It doesn't seem like it was that long ago but as I sit here at my computer reflecting upon all the events that have taken place over the past ten years I realize that I have consciously learned and grown more during that period than at any other period of my life. To say that it has been an adventure is an understatement though I suppose it would not fit most people's definition of "adventure". Typically people consider an adventure to involve great physical feats and I fall a little short in that area. Okay, I fall a lot short in that area but that's beside the point. To me an adventure involves moving beyond where you were at whether it be physical or situational. In short, every day of our lives involves some sort of "adventure". Some are merely more exciting than others.
Ten years ago today my son mentioned to me once again that he thought I should blog. My initial response was the same as always. I laughed at him and said I knew nothing about that sort of thing. That night was a bit different though. I couldn't get his words out of my mind. I laughed some more after thinking about it a bit and shook my head. Where on earth would I begin? Who would want to read words written by a middle-aged woman from the Upper Midwest? Besides, from what I had seen, people could get pretty nasty on the internet saying things and behaving in ways most ot them probably would never do face-to-face. I didn't want to deal with that sort of thing. It wasn't that I objected to hearing other people's opinions. It was the name-calling, horrible language, ripping apart nastiness that I detested. Was there such a place where I could post my thoughts and have meaningful dialogue with people? I wondered. If there was, perhaps I could blog there and so not knowing where to look, on the evening of July 29, 2007 I opened up my browser and typed the words, "Christian blog" and found myself standing on the doorstep of Christianblog.com.
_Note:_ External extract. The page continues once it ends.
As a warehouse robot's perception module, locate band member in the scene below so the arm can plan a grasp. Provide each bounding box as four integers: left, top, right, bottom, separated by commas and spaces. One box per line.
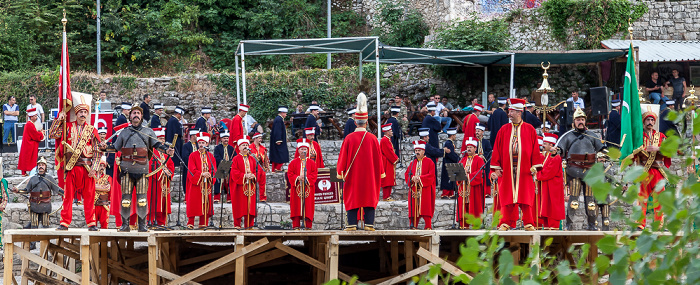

It doesn't seem like it was that long ago and yet so much has happened since that time. Four months after joining CB, I was diagnosed with Triple Negative Invasive Ductal Carcinoma (a highly aggressive form of breast cancer with a poor prognosis). I had no idea as to whether I would be here five years later let alone nearly ten years later yet here I am.
Two years later, I suffered a hemorrhagic stroke due to a ruptured brain aneurysm that occurred while I was sleeping. It is only by the grace of God that I survived and am able to live a fairly normal life.
Over the past ten years I lost my job due to my health issues and my husband lost his job after more than 27 years. My son was married, divorced and remarried once again and last fall his wife had to have an emergency C-section at 31 weeks. I am pleased to say their nine month old son is doing very well!
During this time I have met some incredible people here at CB and formed some wonderful friendships. I've had the privilege of even meeting a few of them face to face and in October I will get to see another one in person. I also lost a very dear friend and brother a little over a year ago.
I have been blessed by blogs that people have written. I am very thankful for the times they unknowingly wrote exactly what I needed to hear. I have also had people write and tell me that I have done the same for them.
In short, for the past ten years CB has lived up to it's motto, "A place to be blessed and to bless othersI" Thank you, CB!